I have a thing about wind up clocks and watches, something to do maybe with the inner child. In ’03 I  bought a chiming mantle clock in Michigan at an antique store. It didn’t work but the price was right. Then I found a real-deal Clock Doctor who gave me the short course in, ‘Investing in old, time pieces.’ Lots of ‘Smithies’ will fix your clock so it runs, at a cheap price. But it’s not a repair, it’s a patch. To get my mantle clock right, it would be $450 plus or minus and he was back logged six months. Six months and $438 later I got my clock back. The clock still runs perfectly. 

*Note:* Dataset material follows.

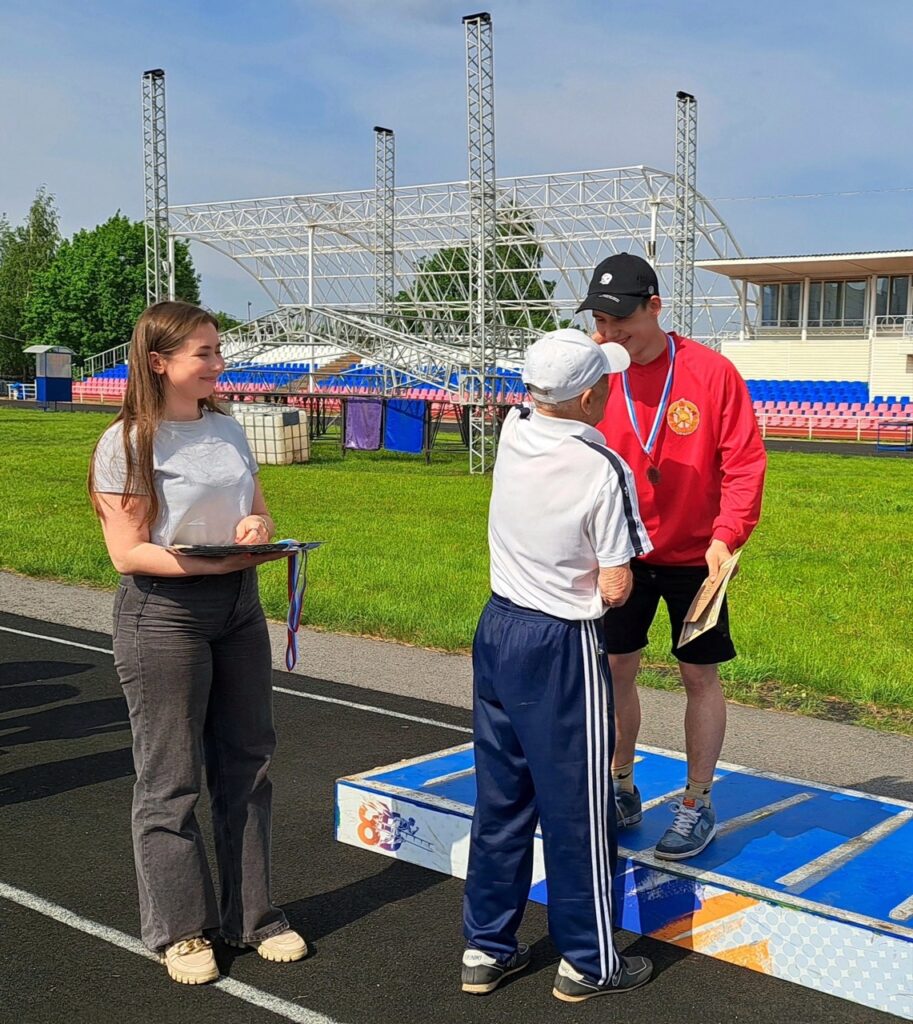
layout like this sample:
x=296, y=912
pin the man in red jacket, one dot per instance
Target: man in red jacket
x=682, y=419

Two years ago I was back in Anchorage, the old Russian was still selling watches at the flea market. I told him about the watch he sold me and he asked why I didn't bring it back to him. Long story short, my clock guru convinced me; if you want an old time-piece to work like new, you must find a dedicated watch maker. I was still interested in his watches but I knew they all probably needed work, even it they appeared to be in good condition. This time I chose another Illinois watch, a Bunn Special, 23 jewell, Railroad-grade watch, nearly a hundred years old. It cost more than the one I bought earlier but it was worth it. He guaranteed it, just like the first one but we both knew I’d not bring it back to him if I needed help. As expected, after a couple of months, it stopped. 

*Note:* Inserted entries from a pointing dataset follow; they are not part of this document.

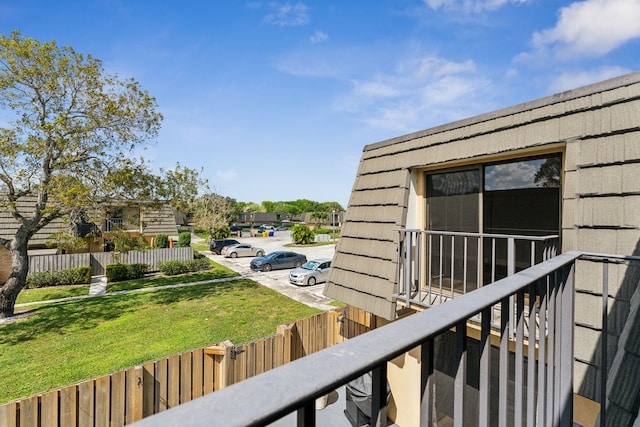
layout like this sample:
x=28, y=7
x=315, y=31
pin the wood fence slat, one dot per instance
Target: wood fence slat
x=29, y=411
x=197, y=382
x=259, y=356
x=251, y=360
x=86, y=405
x=149, y=402
x=49, y=409
x=269, y=350
x=208, y=373
x=185, y=383
x=9, y=414
x=68, y=406
x=134, y=394
x=162, y=385
x=103, y=401
x=118, y=406
x=173, y=381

I researched on line, found a man in Portland, Oregon who does nothing but restoration of pocket watches. His story sounded much like my clock guy in Kansas City. You don’t find the problem then fix it. You take the watch completely apart, inspect each piece and part, repair or replace any damaged/worn parts and rebuild it from scratch. Another long wait and many dead presidents. Then my Bunn Special came back to me FedEx. It runs perfect, loses or gains a few seconds a week. The designation, ‘Railroad-grade’ was all about accuracy. Different railroads required one particular watch or another for their engineers, conductors and station agents. They needed to know exactly, if a train was ahead of or behind schedule, and by how many minutes/seconds. It was understandably important to know you could reach the next siding before the oncoming train reached you. 

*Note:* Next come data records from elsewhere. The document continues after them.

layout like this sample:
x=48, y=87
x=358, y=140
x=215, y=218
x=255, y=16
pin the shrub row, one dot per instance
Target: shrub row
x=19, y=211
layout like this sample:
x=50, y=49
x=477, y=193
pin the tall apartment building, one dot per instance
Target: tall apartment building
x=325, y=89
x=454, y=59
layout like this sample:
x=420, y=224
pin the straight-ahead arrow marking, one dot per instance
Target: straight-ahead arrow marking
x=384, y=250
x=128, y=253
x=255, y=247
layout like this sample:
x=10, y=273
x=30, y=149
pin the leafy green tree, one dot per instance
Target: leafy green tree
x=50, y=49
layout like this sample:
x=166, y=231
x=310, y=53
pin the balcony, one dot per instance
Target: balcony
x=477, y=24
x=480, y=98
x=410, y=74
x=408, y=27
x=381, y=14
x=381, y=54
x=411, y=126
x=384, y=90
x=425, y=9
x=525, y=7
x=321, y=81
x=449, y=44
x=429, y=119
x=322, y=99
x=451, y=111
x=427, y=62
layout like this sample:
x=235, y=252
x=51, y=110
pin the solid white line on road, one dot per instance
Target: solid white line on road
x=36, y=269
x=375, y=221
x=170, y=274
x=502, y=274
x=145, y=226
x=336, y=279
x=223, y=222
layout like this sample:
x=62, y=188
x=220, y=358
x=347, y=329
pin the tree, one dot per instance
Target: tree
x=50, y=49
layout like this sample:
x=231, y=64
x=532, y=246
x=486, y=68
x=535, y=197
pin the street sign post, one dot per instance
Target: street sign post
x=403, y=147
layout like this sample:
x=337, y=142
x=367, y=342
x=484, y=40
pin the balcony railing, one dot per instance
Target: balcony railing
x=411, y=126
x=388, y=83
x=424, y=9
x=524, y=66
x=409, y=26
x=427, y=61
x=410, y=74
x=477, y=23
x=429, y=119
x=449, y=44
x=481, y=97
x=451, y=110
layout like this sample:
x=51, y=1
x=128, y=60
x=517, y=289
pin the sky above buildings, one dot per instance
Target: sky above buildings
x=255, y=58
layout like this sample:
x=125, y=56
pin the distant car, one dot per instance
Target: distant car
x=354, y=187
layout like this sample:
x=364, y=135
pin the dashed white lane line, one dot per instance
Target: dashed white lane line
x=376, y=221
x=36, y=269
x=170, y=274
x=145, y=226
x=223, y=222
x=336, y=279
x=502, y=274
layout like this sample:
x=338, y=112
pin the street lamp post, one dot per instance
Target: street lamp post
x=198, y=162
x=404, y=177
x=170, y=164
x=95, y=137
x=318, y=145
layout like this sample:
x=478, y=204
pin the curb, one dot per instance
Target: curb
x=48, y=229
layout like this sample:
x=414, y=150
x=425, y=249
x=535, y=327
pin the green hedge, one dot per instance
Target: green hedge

I keep my ‘Bunn Special’ in a little box, beside my computer. I wind it every morning, take it with me occasionally, when I can keep it on its chain in my coat or shirt pocket. It’s almost as much effort to take out my watch as checking my smart phone but it feels oh-so-much better. Across a hundred years, how many railroaders carried this watch? The fact that I don't know the stories this watch could tell, if it could tell, makes my story even richer. My current bicycle is only ten years old but it is all aluminum with 21 speeds and it cost a lot more than my $220 Volkscycle back in ’79. I don’t ride that much now but when I do, we go up and down hills with amazing ease and whatever it cost is worth it. My watch spends most of its time in its box but when I wind it in the morning and don't have to check to know it's on time, money well spent. Men & Boys, the price of their toys: I would rather believe it's good natured ribbing rather than anything mean spirited.